There's also one other problem. Let's say I *don't* happen to know there's any JS operating on this element, and I update the html without even realising there's some accompanying JS to update (remember, I'm new to the team, and the former developer wasn't much for commenting).

Now the html and JS are out of synch. The JS is almost certainly broken, because I've just moved that html element into the second div from the left and nested it inside another table... and I will never know it was supposed to "display_items" then "move_stuff"... until Joe Random User suddenly notices that he can't submit the end-of-year accounting because the submit button no longer magically appears when he's finished filling out and validating the form (or whatever).

Clearly there are some benefits of the JS being tucked away out of sight (it looks prettier, which makes the html easier to maintain) but there are also clearly some disadvantages (it makes the JS itself difficult to maintain - two separate files mean a synchronisation-problem).

So, what's the solution?

As ever in design for computers, there's a balance/tradeoff involved, and your decision will probably involve a sightly different balance to what we do.

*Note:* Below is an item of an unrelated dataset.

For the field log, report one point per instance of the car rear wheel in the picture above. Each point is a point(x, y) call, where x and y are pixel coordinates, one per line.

Personally, I like keeping the JS alongside the HTML it operates on. Sure, don't have it entangled in the html, but you *can* have your JS near the html that it relates to and still have it take into account the aspects of unobtrusive JS. ie the JS still adds to your HTML elements by using ids and DOM-paths... but the actual JS is either in the same template as the HTML (at top of bottom of the file), or is in a partial that's included into that template - so you always know it's there.

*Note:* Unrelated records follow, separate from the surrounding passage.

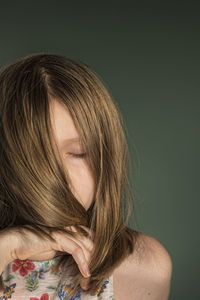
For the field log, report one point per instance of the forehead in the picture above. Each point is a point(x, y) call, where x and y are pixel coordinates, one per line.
point(63, 124)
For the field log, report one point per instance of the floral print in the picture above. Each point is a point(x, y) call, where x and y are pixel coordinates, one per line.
point(32, 280)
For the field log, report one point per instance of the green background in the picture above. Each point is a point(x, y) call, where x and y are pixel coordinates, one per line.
point(148, 55)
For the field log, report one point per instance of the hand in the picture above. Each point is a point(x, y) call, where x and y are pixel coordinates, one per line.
point(31, 246)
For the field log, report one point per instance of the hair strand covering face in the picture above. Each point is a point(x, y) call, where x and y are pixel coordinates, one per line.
point(34, 187)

I'm sure it's far from the "perfect" solution... but it works for me, and makes it less likely that I suffer from the two problems outlined above, ie that I:

  1. can't find related javascript
  2. don't actually realise there *is* related javascript to keep in synch

What solutions do you use?

4 comments:

Unknown said...

this seems to be a 'taste' issue,

there will also be the counter-arguments by those who prefer their scripts to be near to each other and often, selector libs use the CSS syntax which makes it rather easy to mentally map the listeners back to the document elements.

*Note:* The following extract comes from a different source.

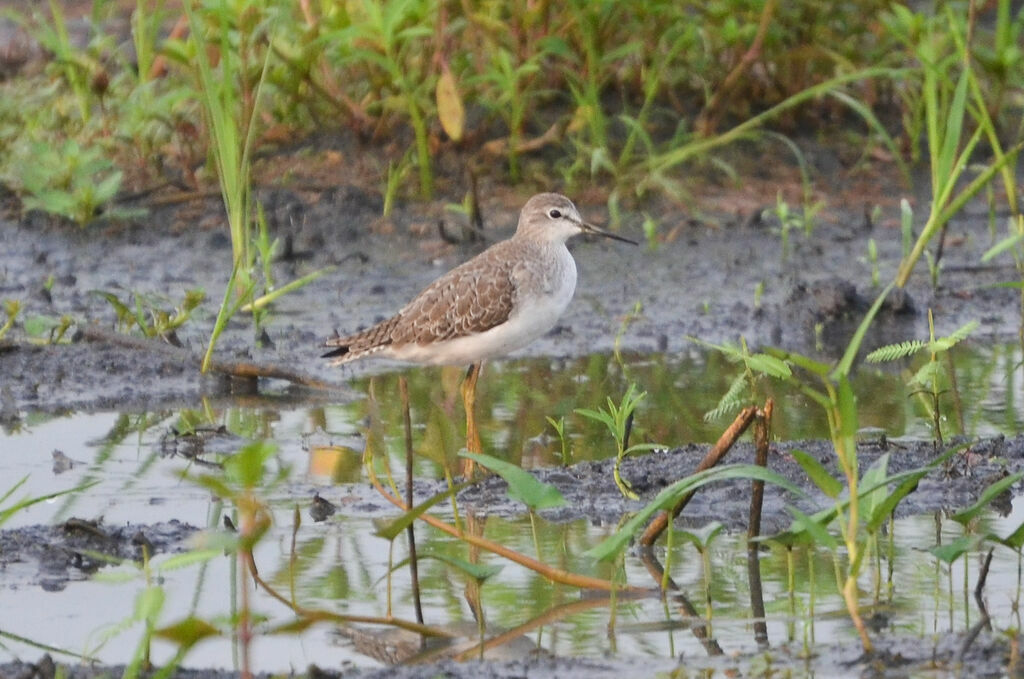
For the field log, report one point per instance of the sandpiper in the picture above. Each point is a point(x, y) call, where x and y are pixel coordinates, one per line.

In production, you might want to concatenate it into a single file or defer certain scripts.

Scattering scripts probably only yields marginal benefits for some trivial onclicks.

If you never need to work with others or the application remains dirt simple... plausible...

Taryn East said...

Oh absolutely. I can see every benefit of tucking the javascript away (better caching/minifying DRY etc).

But it definitely introduces the problem of de-coupling the two - leading to the problems I mentioned. Especially when there are one-page-specific scripts that do non-standard things.

I mean I have no problem with tucked-away code for obvious, common things such as (for example) tables with sortable columns. Those are common enough that looking at more than one will give you a good idea of what you should do and not do to the html. Form-field validations are also a good example - there are pre-written common libraries for that, and it's then easy to spot.

But if I just chance across a random partial template (that somebody else wrote way back in the mists of time) that has a bunch of ids and CSS-tags... how do I tell whether or not there is javascript attached to those? How do I tell that I'm not breaking it? :(

Trey Brister said...

With CSS I can right click an element and use Chrome to inspect element.

This lets me see if and where the CSS is located that acts on my HTML element.

I think we need something like this for Javascript.

Can you tell me how this is possible?

Taryn East said...

Neat idea!

I use firebug (firefox plugin) which does a similar thing with finding where CSS is coming from.

It'd be great if it did the same thing with javascript.

Right now it doesn't do it quite the same way as with CSS - you have to go find the javascript yourself and set breakpoints etc.

Of course it doesn't help you with the "I didn't know there was any javascript to go find" problem - but something like that would help in finding known-but-magic javascript.